I’m normally a historical fiction author, with a number of teen and 9-12  novels traditionally published by OUP and Fiction Express. I love stories set in the past. But every now and then, you need variety. For me, Sixth Formers was a huge change, and it was as refreshing as a cool shower on a hot day. I had, after all, just had two sons go through sixth form, so the life, issues, the preoccupations and the challenges were very present in my mind. It brought my own sixth form back to me in quite a powerful way. Although this story absolutely isn’t a tale of my own sixth form - which is so long ago that it might almost as well have been in the dinosaur era for its relevance to the experiences of today’s teens.

There is at least one resemblance between my sixth form and today’s, however; these two years is a way stone between childhood and adulthood. You’ve chosen your subjects. You are still in school but planning the next step into higher education or work. You are still being nurtured, but you are being trusted with more freedoms and responsibilities. A time to try out more adult friendships, and often more mature relationships too.

Sixth form is a time of freedom, but also tremendous pressure, especially in today’s competitive environment. I get frustrated when older people say that A-levels these days are easy, everyone gets an A*, because they are not and they don’t. I think there is a tendency to underestimate the pressures on young people today and what impressed me most in my own sons and their friends was their awareness of these and the maturity and humour with which they often approached them.

The two years in sixth form is also fun, though; a time when you are surrounded with other people of your own age and stage. Sixth Formers was my first attempt to write humour and this was a learning curve; a very enjoyable one. My experience is that the first draft is rarely that funny – humour is something I need to layer in on successive rewrites. It was a lovely way to work. I often ended up crying with laughter as I edited while my sons rolled their eyes in another room in the house because ‘Mum’s laughing at her own jokes again.’

I chose to self-publish the story on Kindle because being upper-end YA there simply isn’t enough of a market for it. It is a bargain at 99p, because for this story, my main wish was to share it rather than leave it on a memory stick somewhere to go out of date. 

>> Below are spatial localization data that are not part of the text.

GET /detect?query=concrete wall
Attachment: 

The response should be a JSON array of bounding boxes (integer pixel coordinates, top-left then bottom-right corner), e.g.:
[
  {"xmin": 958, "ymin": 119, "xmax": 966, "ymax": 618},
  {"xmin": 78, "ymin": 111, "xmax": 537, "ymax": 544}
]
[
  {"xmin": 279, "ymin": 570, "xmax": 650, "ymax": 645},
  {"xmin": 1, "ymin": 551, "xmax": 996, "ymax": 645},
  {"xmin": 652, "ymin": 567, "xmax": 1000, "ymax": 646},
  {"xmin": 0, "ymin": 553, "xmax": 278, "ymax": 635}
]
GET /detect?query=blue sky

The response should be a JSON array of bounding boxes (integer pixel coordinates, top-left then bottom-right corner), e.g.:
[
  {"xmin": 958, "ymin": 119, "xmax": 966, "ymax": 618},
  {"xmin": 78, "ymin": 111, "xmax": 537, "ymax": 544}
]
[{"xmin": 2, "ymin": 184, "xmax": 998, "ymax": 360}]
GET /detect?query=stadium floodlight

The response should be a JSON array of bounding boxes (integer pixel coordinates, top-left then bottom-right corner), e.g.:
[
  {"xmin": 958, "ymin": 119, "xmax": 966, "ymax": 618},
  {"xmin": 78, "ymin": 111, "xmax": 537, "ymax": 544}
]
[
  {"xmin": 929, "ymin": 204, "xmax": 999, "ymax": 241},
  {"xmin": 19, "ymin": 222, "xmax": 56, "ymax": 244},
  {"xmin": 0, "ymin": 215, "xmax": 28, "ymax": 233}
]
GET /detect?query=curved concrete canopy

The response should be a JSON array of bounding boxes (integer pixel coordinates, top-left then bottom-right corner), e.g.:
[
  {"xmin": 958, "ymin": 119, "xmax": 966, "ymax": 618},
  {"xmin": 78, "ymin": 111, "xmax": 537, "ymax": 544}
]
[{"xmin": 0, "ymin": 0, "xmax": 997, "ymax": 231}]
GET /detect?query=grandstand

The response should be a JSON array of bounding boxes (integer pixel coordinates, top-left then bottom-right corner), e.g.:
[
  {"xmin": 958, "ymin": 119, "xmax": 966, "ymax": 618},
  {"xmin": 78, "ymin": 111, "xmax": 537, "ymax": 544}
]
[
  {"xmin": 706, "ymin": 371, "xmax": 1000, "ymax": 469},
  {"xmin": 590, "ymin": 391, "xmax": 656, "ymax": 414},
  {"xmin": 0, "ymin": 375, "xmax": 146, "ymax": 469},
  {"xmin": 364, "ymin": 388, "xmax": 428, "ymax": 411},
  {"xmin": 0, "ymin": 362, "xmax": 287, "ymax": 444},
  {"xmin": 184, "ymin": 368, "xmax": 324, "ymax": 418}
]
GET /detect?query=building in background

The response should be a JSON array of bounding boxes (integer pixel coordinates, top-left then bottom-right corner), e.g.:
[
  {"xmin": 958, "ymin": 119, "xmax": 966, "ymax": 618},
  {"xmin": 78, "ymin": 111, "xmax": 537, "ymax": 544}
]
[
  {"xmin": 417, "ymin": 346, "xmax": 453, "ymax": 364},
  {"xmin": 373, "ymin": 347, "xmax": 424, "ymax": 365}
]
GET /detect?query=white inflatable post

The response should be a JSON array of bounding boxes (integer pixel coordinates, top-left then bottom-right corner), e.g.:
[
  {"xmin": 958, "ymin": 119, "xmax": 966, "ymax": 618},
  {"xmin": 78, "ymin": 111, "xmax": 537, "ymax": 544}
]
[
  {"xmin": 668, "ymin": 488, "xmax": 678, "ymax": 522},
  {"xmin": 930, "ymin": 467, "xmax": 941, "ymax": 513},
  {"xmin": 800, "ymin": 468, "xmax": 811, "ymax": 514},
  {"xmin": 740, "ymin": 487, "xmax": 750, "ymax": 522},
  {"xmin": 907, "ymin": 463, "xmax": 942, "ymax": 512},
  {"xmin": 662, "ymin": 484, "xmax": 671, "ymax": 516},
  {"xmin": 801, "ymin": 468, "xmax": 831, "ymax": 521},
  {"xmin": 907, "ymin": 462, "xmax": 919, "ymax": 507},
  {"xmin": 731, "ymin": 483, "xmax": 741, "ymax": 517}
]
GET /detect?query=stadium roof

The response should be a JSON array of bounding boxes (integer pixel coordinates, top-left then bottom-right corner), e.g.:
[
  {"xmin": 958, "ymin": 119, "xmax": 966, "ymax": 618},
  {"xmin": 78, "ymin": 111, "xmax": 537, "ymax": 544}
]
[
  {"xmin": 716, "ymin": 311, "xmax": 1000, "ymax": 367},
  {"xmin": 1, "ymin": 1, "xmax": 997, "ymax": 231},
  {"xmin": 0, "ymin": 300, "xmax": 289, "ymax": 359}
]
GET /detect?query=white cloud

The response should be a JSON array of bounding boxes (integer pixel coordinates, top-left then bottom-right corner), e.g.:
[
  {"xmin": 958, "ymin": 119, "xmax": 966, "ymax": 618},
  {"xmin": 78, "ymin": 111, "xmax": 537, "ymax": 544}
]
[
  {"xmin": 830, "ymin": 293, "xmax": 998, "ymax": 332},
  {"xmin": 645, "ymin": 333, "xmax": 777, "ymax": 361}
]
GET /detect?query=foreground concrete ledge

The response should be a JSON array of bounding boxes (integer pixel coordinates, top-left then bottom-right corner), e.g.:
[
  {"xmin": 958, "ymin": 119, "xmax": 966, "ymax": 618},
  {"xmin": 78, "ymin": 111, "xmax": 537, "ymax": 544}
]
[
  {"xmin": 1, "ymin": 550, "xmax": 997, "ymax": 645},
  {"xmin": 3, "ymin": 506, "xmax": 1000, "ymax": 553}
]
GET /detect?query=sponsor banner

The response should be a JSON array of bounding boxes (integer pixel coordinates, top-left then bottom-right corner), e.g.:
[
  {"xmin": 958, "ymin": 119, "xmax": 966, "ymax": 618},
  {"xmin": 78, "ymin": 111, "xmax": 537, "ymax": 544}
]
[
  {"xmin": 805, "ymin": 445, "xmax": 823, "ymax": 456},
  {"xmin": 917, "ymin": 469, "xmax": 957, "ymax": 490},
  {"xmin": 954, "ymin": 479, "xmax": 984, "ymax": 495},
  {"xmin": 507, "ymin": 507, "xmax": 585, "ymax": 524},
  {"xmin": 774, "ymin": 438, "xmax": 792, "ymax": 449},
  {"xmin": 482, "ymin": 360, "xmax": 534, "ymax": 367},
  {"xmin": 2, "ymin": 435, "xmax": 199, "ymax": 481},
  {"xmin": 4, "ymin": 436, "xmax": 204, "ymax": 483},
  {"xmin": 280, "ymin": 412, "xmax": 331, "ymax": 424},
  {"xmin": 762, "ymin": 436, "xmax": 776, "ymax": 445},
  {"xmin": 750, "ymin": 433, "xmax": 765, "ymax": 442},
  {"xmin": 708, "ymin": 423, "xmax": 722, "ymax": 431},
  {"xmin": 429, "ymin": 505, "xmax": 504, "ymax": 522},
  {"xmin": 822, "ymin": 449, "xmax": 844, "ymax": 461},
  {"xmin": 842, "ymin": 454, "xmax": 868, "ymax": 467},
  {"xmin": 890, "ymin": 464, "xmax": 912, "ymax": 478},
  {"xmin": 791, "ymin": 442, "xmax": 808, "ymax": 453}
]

You can read the beginning of the story for free here:


Ann Turnbull said…
I read this story a while ago, Marie Louise, and had been meaning to write and tell you how much I both enjoyed and was horrified by it! I think life for teenagers now is so much harder than when I was young - and indeed since my children were young. Definitely recommend this book.
Patsy said…
I'm glad I'm not the only person to have accidentally written a novel.